It’s a Week B Pick up This Thursday, August 24th!
This week’s share is the first of the second half of the season:
-Potatoes
-Tomatoes
-‘Genovese’ Basil
-‘Salanova’ Lettuce
-White or Yellow Onions
-Green Snap Beans (Still Hand Picked!)
-Red Russian Kale
-Your Choice Between Beets, Cabbage, or Eggplant.
-Your Fruit: Peaches from Yonder Farm and Organic Melons from Windflower
CSA News from Windflower
Farm Delivery #12, August 22 and 24, 2017
My nephew, Adam, has been working with us this summer, and he is superb on my cultivating tractors. He lives on the farm with his partner, Laureal, and their son, Abe, in their tiny house. I don’t mean that they live in a small house – we live in one of those – but a bonafide tiny house on wheels. Adam built it himself last winter and pulled it over from Vermont with a borrowed pickup.Everything they need fits within an 8 X 20’ rectangle – living room, eat-in kitchen, bathroom, and two bedrooms in the loft. Solar panels power their little home, a garden hose provides water, and a composting toilet completes the package. Clearly, living so lightly produces a pretty small carbon footprint. It was the most visited attraction during our open house on the farm. No 30-year mortgage for them, or participation in the attendant rat race, just some thrifty material sourcing, a lot of sweat equity, and most of several month’s wages.

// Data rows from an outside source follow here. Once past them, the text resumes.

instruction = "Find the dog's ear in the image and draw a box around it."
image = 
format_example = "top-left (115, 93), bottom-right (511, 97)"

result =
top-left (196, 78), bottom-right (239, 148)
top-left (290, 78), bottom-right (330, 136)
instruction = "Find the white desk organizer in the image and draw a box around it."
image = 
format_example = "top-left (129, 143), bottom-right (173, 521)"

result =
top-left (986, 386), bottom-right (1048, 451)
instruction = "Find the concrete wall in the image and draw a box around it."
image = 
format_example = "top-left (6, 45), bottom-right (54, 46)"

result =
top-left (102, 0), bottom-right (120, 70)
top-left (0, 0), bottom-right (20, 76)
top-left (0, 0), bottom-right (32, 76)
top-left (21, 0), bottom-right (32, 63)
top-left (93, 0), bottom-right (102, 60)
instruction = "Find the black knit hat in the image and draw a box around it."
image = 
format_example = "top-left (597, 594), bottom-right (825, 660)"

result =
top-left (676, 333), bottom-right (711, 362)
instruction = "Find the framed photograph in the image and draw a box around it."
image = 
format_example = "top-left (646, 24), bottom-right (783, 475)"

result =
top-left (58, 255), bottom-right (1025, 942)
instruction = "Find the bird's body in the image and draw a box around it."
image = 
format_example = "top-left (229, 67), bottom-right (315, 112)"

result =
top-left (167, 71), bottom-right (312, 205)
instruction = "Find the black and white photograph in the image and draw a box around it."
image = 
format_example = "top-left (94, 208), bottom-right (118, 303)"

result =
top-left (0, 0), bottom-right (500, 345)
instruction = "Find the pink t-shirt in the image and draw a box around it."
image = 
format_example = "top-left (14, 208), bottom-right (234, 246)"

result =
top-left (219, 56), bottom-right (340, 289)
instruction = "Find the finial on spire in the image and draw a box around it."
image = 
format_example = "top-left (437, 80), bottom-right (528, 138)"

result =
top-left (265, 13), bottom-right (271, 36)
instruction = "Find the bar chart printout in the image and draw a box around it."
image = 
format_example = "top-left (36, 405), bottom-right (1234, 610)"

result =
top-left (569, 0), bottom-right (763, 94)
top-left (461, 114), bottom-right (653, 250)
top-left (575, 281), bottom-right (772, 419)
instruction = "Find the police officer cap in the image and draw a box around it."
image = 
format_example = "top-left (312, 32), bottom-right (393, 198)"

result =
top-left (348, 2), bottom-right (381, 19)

As an example of Adam’s frugality, the floor of his tiny house is made from hardwood that was discarded when his old high school gymnasium was renovated. You can see foul line paint just in front of the kitchen sink. Because the tiny house can be pulled to any number of remote locations, they have been able to lay claim to the prettiest spot on the farm, well up the farm road, on a rise overlooking hills to the northwest and the setting sun.
Having spent the spring and summer cleaning out my parents old house (with some courage provided by a can or two of Six Point’s Resin, I tackled the attic last weekend), I can testify to the amount of baggage one might accumulate in a lifetime if one has the space in which to do so. Traveling light has a distinct appeal. With the popularity of the tiny house movement, Adam is thinking of trading his career in agriculture for one in tiny house construction. As his current employer, not to mention his uncle, I’ll do what I can to help him succeed, but I’ll miss how he handles my cultivators.